The construction financing market has come a long way since the depths of the Great Recession, but not far enough for many market-rate developers.

Lenders continue to target only the surest bets—backing only the most well-heeled developers—and balk at almost everything else, still shell-shocked from a downturn that ravaged their balance sheets. But for all those developers struggling to attract construction capital, listen up: Sometimes serving a public purpose—even in just 20 percent of your building—can kick-start a long-delayed development.

Consider Portrero Launch, a 196-unit mixed-use development in downtown San Francisco being built by Martin Building Co. In early 2009, the developer submitted an application to the Federal Housing Administration (FHA) for a $50 million construction loan. But a year and a half later, the FHA suddenly stopped processing the application. Martin was developing another project with FHA funds—a loan that took 20 months to close—and the agency wanted to see how that project performed before approving another deal with the firm.

Frustrated, and unable to find conventional debt from banks, the developer went back to the drawing board. Though the plan all along was to build a luxury Class A deal, Martin instead applied for tax-exempt bond financing—which came with low-income housing tax credits (LIHTCs)—and easily won an allocation.

“Within 60 days, I had a loan approval from Citibank, which felt miraculous,” says Patrick McNerney, founder and president of the San Francisco–based firm. “And the reason they moved so swiftly was because it was now a tax-credit project, and the bank wanted Community Reinvestment Act [CRA] credits.”

The use of tax-exempt bonds requires the developer to set aside 20 percent of the units for those earning up to 50 percent of the area median income (AMI), while the other 80 percent remains market-rate (aka, an “80/20” deal). And while McNerney believes in the social value of mixed-income development, it wasn’t as though he was on a social mission.

“I’d love to say it was altruism,” he says, “but I was just really struggling to attract financing."

One Santa Fe
Meanwhile, downstate, in Southern California, that same struggle inspired market-rate developer Bill McGregor to pursue a similar strategy on his own long-delayed project.

In January, the McGregor Cos. broke ground on the $160 million One Santa Fe, a 438-unit mixed-use development in the arts district of downtown Los Angeles. The project was conceived seven years ago, but the recession derailed that vision and prodded the developer to use tax-exempt bonds for the first time in the company’s 25-year history.

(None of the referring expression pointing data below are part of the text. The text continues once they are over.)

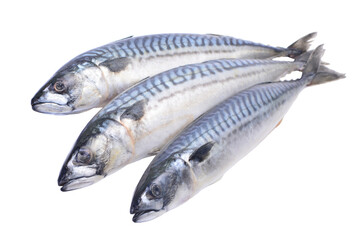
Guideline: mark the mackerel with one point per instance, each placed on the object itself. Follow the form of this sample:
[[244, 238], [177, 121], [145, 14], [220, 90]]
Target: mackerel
[[138, 122], [95, 77], [212, 144]]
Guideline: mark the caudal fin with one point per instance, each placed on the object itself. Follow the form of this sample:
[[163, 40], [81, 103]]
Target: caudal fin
[[300, 46], [316, 73]]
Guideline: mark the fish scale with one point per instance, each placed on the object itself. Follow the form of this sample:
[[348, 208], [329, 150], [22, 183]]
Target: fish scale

“Securing a construction loan was proving to be somewhere between extremely difficult and impossible,” says McGregor. “As we got further downstream, it became clear that the best financing package we could put together would have affordability inherent in it.”

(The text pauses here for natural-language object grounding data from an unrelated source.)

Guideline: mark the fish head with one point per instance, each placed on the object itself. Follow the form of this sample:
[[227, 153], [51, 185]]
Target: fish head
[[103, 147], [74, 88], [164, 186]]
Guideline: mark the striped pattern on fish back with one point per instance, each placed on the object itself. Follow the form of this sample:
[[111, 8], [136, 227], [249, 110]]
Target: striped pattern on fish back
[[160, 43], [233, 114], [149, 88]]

The developer received funds through the New Issue Bond Program, and the bonds were credit-enhanced through an $86.2 million FHA-backed loan. McGregor also received LIHTCs, which provided roughly $8 million in equity when they were purchased by Goldman Sachs Urban Investment Group. 

“It’s more complicated than the average deal, by far,” says McGregor. “But this project would not be where it is today were it not for the opportunity to put together an 80/20 deal.”

Gap Financing
McNerney’s $80.4 million Portrero Launch is set to open in September—but when it does, the affordable units will serve even lower-income tenants than the 80/20 program requires. The developer applied for a $1.4 million Infill and Infrastructure Grant through California’s Proposition 1C program, and that money only goes to affordable housing deals—the more deeply affordable, the more likely they are to win a grant.

“I volunteered to set units at 30 percent AMI so that there was a higher likelihood of getting the award,” says McNerney. “I pieced together every source possible that I could, in order to make this project move forward.”

McGregor’s One Santa Fe also found some gap financing by virtue of its affordability. The developer scored a $4 million loan from the Los Angeles Housing Department, though the financing was conditional. The loan required two-thirds of the affordable units to be targeted at those earning up to 40 percent AMI.

“That $4 million was one more piece of a complex puzzle, and the fact is, each one of those pieces in the capital stack was critical,” says McGregor. “If you pulled any of the pieces out, then the whole thing doesn’t work.”